Audio helpers
WAV encode / decode and MIME parsing utilities.
The adapter exports the three audio helpers it uses internally. They're stable exports — safe to reuse if you're building custom pipelines or writing tests.
import {
framesToWav,
parseWav,
pcmSampleRateFromContentType,
} from '@spekoai/adapter-livekit';framesToWav
function framesToWav(buffer: AudioBuffer): Uint8Array;Encode one or more LiveKit AudioFrames (or an array) into a PCM16 mono WAV byte stream. Used by SpekoSTT to wrap each utterance before uploading to /v1/transcribe.
- Combines frames via
combineAudioFramesfrom@livekit/rtc-node. - Writes a standard 44-byte RIFF/WAVE header:
fmtchunk (PCM, 16-bit, mono,sampleRatefrom frames) +datachunk. - Sample rate is pulled from the input frames — whatever LiveKit gives you is what's encoded.
Mono-only. A multi-channel AudioBuffer throws:
SpekoSTT: expected mono audio (1 channel), got 2. Configure your LiveKit AgentSession to pass mono audio or pre-mix upstream of the STT.parseWav
function parseWav(bytes: Uint8Array): {
pcm: Uint8Array;
sampleRate: number;
channels: number;
};Minimal PCM16 WAV parser. Used by SpekoTTS to unwrap WAV-encoded proxy responses into raw samples for AudioByteStream.
Accepted subset:
- Valid
RIFF/WAVEheader. fmtchunk present and offormat = 1(PCM).- 16-bit samples.
datachunk reachable by walking subsequent chunks (tolerates e.g.LISTchunks betweenfmtanddata).
Anything outside this subset throws a descriptive error. channels is returned as-is — the caller is responsible for deciding whether stereo is acceptable. SpekoTTS currently throws on stereo.

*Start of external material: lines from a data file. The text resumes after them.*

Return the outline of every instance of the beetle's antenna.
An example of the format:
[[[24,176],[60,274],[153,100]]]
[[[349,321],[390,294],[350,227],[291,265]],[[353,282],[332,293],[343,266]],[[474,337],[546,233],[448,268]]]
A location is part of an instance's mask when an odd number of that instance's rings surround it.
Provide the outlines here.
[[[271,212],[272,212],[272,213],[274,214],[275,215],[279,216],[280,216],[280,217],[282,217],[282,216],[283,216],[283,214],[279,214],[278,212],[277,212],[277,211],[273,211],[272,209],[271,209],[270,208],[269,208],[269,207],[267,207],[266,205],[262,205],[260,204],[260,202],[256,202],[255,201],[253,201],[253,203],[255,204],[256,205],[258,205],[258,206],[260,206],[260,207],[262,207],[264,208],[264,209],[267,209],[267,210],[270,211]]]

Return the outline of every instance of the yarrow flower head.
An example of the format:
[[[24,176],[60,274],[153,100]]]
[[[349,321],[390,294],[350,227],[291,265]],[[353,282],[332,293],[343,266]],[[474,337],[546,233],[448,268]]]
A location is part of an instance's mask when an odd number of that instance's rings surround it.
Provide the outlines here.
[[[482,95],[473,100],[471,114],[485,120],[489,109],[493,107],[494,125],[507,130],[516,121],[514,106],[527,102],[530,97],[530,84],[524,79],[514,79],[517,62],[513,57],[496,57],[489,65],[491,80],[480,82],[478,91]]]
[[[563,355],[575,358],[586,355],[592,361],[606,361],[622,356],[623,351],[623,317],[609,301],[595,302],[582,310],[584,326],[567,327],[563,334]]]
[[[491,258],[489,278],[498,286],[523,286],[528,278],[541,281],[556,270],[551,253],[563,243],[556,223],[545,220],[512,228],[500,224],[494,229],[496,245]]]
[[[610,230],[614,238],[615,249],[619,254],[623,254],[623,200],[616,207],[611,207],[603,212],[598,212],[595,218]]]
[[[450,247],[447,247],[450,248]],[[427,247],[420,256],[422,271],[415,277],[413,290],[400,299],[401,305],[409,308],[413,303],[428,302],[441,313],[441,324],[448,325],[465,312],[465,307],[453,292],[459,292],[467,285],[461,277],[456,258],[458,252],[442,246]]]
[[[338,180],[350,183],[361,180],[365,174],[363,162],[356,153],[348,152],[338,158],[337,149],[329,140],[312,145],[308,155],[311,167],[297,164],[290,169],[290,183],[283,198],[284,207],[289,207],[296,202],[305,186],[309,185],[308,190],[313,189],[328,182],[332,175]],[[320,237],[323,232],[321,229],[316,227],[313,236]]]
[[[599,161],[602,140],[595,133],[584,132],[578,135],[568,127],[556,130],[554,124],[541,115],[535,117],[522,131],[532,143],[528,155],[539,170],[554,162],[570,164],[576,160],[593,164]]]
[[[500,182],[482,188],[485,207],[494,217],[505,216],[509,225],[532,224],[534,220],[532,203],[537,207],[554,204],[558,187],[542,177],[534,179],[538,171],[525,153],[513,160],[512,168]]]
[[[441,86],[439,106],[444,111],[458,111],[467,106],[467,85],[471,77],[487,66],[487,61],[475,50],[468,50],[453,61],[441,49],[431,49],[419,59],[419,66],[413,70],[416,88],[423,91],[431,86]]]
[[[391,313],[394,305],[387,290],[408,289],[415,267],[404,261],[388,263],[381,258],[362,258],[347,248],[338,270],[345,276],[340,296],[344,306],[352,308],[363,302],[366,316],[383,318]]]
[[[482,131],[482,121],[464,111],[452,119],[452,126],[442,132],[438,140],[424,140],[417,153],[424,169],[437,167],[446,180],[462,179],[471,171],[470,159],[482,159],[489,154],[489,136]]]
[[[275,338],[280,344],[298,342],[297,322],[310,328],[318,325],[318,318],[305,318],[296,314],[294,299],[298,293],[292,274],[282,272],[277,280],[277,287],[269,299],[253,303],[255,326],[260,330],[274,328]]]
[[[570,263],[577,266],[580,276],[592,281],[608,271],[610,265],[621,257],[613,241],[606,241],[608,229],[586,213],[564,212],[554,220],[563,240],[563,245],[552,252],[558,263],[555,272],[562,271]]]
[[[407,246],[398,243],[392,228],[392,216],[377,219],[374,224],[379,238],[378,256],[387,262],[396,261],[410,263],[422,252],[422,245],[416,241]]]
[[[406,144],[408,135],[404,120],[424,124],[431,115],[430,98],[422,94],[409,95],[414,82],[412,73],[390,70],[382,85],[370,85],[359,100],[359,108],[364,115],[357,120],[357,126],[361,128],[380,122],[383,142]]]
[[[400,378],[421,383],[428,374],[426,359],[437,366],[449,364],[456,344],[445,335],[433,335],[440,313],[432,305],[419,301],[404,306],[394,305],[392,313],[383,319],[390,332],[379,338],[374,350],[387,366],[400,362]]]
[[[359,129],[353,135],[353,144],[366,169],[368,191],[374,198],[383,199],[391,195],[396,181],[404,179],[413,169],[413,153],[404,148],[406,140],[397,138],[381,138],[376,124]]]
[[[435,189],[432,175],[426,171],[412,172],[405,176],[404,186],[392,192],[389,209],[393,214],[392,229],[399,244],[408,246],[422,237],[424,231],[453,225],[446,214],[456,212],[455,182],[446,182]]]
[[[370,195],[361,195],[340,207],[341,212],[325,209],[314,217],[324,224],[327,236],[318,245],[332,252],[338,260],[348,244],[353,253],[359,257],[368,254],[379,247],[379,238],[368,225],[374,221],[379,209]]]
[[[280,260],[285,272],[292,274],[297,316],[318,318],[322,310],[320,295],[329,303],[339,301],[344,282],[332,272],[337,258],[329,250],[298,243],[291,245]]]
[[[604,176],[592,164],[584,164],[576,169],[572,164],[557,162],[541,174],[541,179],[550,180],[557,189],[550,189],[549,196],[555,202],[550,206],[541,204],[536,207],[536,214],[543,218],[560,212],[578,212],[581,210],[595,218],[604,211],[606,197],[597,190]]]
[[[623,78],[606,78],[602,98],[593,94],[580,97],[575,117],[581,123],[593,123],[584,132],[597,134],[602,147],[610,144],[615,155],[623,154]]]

pcmSampleRateFromContentType
function pcmSampleRateFromContentType(
contentType: string,
fallback: number,
): number;Parse the rate parameter out of a Cartesia-style content type:
pcmSampleRateFromContentType('audio/pcm;rate=24000', 16_000); // 24000
pcmSampleRateFromContentType('audio/pcm', 16_000); // 16000
pcmSampleRateFromContentType('audio/pcm;rate=abc', 16_000); // 16000Falls back when the rate is missing, zero, or unparseable. Case-insensitive on rate=.
Intended usage
You shouldn't need these helpers when consuming the adapter through createSpekoComponents — they're used internally by SpekoSTT and SpekoTTS. They're exported for:
- Unit tests — build canned WAV fixtures with
framesToWav, round-trip them throughparseWav. - Custom STT / TTS pipelines that need to reuse the same WAV framing Speko uses.
- Debugging — decode what an upstream provider returned without instantiating a full TTS.